Une femme, Marguerite Duras, venue de nulle part ou presque, dans les tréfonds de l’Indochine, allait asséner un coup violent et fatal à la vision du monde dans lequel entrait l’après-guerre. Jamais aucun écrivain femme n’avait écrit à la fois avec une telle acuité, mais aussi avec une telle violence hantée.

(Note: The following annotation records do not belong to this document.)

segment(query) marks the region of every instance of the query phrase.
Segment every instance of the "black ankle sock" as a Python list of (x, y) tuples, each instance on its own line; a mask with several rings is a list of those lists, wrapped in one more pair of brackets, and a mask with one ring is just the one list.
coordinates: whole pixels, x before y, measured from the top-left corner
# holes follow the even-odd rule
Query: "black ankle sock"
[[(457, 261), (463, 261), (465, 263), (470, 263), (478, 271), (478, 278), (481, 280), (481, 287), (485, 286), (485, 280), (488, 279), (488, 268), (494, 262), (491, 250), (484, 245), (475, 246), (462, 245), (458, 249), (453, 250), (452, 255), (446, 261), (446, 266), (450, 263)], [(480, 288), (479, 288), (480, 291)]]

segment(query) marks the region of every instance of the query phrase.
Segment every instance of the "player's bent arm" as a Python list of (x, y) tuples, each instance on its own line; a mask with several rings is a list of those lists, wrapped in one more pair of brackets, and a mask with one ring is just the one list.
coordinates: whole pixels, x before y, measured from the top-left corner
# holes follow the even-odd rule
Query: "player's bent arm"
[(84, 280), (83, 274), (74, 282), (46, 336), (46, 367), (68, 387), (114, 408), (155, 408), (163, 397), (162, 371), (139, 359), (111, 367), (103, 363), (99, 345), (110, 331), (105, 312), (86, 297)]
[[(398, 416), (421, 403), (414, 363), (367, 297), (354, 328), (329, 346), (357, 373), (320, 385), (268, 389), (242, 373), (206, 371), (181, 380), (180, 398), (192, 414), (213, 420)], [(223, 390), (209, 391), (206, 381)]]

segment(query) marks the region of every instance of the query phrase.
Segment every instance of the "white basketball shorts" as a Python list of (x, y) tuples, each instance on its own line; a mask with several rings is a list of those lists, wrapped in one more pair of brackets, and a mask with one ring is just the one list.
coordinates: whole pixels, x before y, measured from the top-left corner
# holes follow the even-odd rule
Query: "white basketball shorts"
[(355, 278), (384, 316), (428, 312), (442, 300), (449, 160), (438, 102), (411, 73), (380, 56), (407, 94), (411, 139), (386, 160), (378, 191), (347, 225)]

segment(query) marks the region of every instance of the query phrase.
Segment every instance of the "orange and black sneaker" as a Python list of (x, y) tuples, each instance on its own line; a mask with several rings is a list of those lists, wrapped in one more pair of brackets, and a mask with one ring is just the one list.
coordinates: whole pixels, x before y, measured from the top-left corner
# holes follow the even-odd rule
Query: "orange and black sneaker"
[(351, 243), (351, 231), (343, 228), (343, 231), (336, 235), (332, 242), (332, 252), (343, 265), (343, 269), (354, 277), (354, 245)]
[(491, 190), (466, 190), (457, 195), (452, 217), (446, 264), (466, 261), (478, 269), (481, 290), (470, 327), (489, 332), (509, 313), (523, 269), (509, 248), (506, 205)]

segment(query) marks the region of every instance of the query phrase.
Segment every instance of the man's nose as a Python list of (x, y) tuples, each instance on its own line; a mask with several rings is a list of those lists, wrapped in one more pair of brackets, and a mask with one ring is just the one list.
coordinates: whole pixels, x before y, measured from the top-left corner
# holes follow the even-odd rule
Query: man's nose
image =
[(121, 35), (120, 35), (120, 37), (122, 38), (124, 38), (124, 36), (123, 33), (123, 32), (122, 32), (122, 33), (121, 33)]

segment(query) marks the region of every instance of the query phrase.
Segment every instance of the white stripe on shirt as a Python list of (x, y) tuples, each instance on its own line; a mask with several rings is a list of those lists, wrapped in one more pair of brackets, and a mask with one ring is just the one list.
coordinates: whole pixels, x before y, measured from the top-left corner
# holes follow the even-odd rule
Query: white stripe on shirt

Comme si soudain, toutes les femmes, toutes, depuis le dit péché d’Ève, en passant par les prétendues sorcières brûlées à chaque inquisition, oui !, comme si toutes celles qui avaient lutté en vain, comme sa propre mère, contre les marées montantes, parlaient en son sein. Combien d’abysses, combien de mers rouges furent traversées ? On n’ose y songer, connaissant aujourd’hui son penchant aux excès.

Yann, un jour d’été 1980

Les seize dernières années de sa vie – éprouvantes, avinées, désintoxiquées, désespérées, absolues et totales, comme elle l’était dans tout – furent partagées aux côtés de Yann Andréa. Car, ainsi fut-il nommé, du prénom de sa mère, par Marguerite qui au fond ne cessa jamais de le nommer, ou de le désigner, dans les romans qui suivirent leur rencontre. L’été 80 préfaça leur premiers pas mêlés, pour l’un qui n’avait que vingt-huit ans, pour l’autre qui en avait déjà soixante-six et que la renommée, la force de lutter tenait en équilibre ce mois-là sur un bord de Manche.

Cet homme-là

Quand on y pense, on ne sait rien de lui. Son premier ouvrage M.D ne donne aucune indication, au contraire. Il passe au mieux pour un individu interlope, au pire pour un grand masochiste. Ses ouvrages étonnent ou informent sur celle qu’il n’a cessé de vouvoyer, c’est vrai, mais ne laissent en revanche rien voir de lui. Rien qu’un grand ciel, où tout s’enfonce dans une égale souffrance. Ardisson, jamais à court de parodique dédain, l’avait dans Tout le monde en parle interviewé pour Cet amour-là, ouvrage dédié à sa relation avec Marguerite Duras, décédée trois ans plus tôt. Pénible souffle qui sort à peine de Yann Andréa, lui qui savait pourtant tout de ce qu’il restait encore à dire, à nous dire de Marguerite Duras et du legs qu’elle nous abandonnait.

Yann Andréa Steiner

Qui es-tu Yann Andréa ?¹ vient d’être publié, par celui qui est resté un ami, Thierry Soulard, malgré les années, les séparations et les douleurs. Pour la première fois, un vrai tribut lui est enfin consacré. À ce jeune homme jamais complètement égaré, mais qui le 3 mars 1996² ravit aux ténèbres, son insatiable épouvante.  À la lecture de cet ouvrage, on comprend tout : l’immense élégance de Yann Andréa, sa personnalité et sa sensibilité hors du commun. Son impénétrable mystère se meut, page à page, en un personnage à la mesure et à la force de celle à qui il consacra, jusqu’à son dernier souffle, ce nom auquel il avait cédé, sans plier.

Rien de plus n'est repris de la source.